Topological structures of interval-valued hesitant fuzzy rough set and its application

Abstract

Interval-valued hesitant fuzzy rough set, defined by Zhang et al. (55), is an extension of hesitant fuzzy rough sets, interval- valued fuzzy rough sets and fuzzy rough sets. For further studying the theories and applications of interval-valued hesitant fuzzy rough sets, in this paper, we mainly investigate the topological structures of interval-valued hesitant fuzzy rough sets. Firstly, the concept of interval-valued hesitant fuzzy topological spaces is introduced by us. Then relationships between interval-valued hesitant fuzzy rough approximation spaces and interval-valued hesitant fuzzy topological spaces are further established.
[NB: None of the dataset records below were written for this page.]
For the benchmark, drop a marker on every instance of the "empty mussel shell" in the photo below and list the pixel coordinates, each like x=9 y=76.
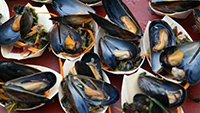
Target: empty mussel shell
x=170 y=94
x=189 y=60
x=66 y=7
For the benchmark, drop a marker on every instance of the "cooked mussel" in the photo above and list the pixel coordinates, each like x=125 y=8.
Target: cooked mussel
x=89 y=65
x=29 y=89
x=170 y=94
x=85 y=94
x=172 y=6
x=187 y=61
x=119 y=13
x=160 y=36
x=66 y=7
x=10 y=70
x=146 y=104
x=95 y=92
x=112 y=49
x=73 y=98
x=73 y=19
x=64 y=38
x=10 y=36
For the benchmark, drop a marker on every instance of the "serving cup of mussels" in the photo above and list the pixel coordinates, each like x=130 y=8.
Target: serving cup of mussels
x=4 y=12
x=25 y=34
x=117 y=40
x=143 y=92
x=86 y=88
x=26 y=87
x=73 y=33
x=160 y=34
x=174 y=8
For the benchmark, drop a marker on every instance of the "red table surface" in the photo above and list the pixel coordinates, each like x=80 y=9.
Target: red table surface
x=139 y=8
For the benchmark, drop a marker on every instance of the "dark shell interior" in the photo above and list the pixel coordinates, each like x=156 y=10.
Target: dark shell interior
x=107 y=88
x=144 y=102
x=174 y=6
x=58 y=35
x=190 y=60
x=108 y=44
x=65 y=7
x=154 y=29
x=115 y=9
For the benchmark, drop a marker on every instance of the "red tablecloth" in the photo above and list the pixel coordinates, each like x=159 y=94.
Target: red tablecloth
x=139 y=8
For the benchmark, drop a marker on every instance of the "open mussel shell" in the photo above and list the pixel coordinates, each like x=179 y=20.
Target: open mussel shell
x=57 y=37
x=154 y=28
x=65 y=7
x=9 y=36
x=143 y=104
x=89 y=65
x=108 y=44
x=73 y=19
x=116 y=9
x=4 y=10
x=112 y=28
x=161 y=90
x=10 y=70
x=28 y=89
x=175 y=9
x=72 y=96
x=189 y=61
x=173 y=6
x=196 y=13
x=110 y=92
x=43 y=1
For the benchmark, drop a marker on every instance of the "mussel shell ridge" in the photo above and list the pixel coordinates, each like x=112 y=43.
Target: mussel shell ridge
x=190 y=60
x=115 y=9
x=75 y=100
x=154 y=29
x=107 y=88
x=108 y=44
x=142 y=100
x=65 y=7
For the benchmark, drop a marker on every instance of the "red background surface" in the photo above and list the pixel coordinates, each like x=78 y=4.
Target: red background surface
x=139 y=8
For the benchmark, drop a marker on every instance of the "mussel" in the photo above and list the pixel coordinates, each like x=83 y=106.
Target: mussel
x=172 y=6
x=186 y=62
x=196 y=13
x=30 y=88
x=112 y=49
x=120 y=14
x=89 y=65
x=66 y=7
x=145 y=104
x=8 y=35
x=84 y=89
x=160 y=36
x=64 y=38
x=10 y=70
x=170 y=94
It is proved that the set of all lower approximation sets based on an interval-valued hesitant fuzzy reflexive and transitive approximation space forms an interval-valued hesitant fuzzy topology; and conversely, for an interval-valued hesitant fuzzy rough topological space, there exists an interval-valued hesitant fuzzy reflexive and transitive approximation space such that the topology in the interval- valued hesitant fuzzy rough topological space is just the set of all lower approximation sets in the interval-valued hesitant fuzzy reflexive and transitive approximation space. That is to say, there exists a one-to-one correspondence between the set of all interval-valued hesitant fuzzy reflexive and transitive approximation spaces and the set of all interval-valued hesitant fuzzy rough topological spaces. Finally, a practical application is provided to illustrate the validity of the interval-valued hesitant fuzzy rough set model.